As whānau members, they took the consequences upon their shoulders, said Ms Allan.
"For us there's inherent whakamā [shame]... and so it's been a challenging time."
Her whānau came from a "small area where all of the families are inter-connected", she said, and have been for many generations.
She was "particularly mindful" of the young people involved and of the way the two whānau - her's in particular - managed the harm.
Being an MP added an "extra element" and she had been concerned about the impact her personal role would have.
"One of the things I've been very mindful to do in any of my engagements with my family and any other person connected, to be very clear about my two different roles that I carry...I'm an aunty, I'm a sister, I'm a daughter and that's been really important to me over the last couple of weeks to put that role at the forefront of my mind.

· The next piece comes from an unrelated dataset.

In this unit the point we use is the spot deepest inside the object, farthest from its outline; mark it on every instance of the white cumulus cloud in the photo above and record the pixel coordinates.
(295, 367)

"That said I know that being a parliamentarian attracts additional attention."
She also said often these tragedies happened "behind closed doors and in the darkness".
That included the devastating impact of methamphetamine use, including within her own whānau and community, as highlighted in a recent report.
"The East Coast is the second highest youth rates in the country...I often talk about it as being in the shadows...and so for me the things that happen in my own whānau bring home the realities of what's happening for many whānau.
"And if anything this is a relatively public exposure of things that many families, in particular my own community, encounter."
She said it reaffirmed to her how as an MP she "had come to this place" and how she wanted to be part of creating solutions for whānau like her own.
She comes from a very big family, the ninth of 10 children.
"We have different familial relations, parental arrangements, and to have been brought up in different environments, with about 70 first cousins on one side."
Mete was her older brother, but they were not brought up together.
"We were brought up in separate communities and towns...but his children were still my nephews and nieces and at the end of the day we are whānau."
Mr Mete was wearing jeans, a black denim jacket and black t-shirt when he appeared today. The public gallery was almost full with whānau and supporters from both the victim and accused.
He was remanded in custody until July, where he will be expected to enter a plea.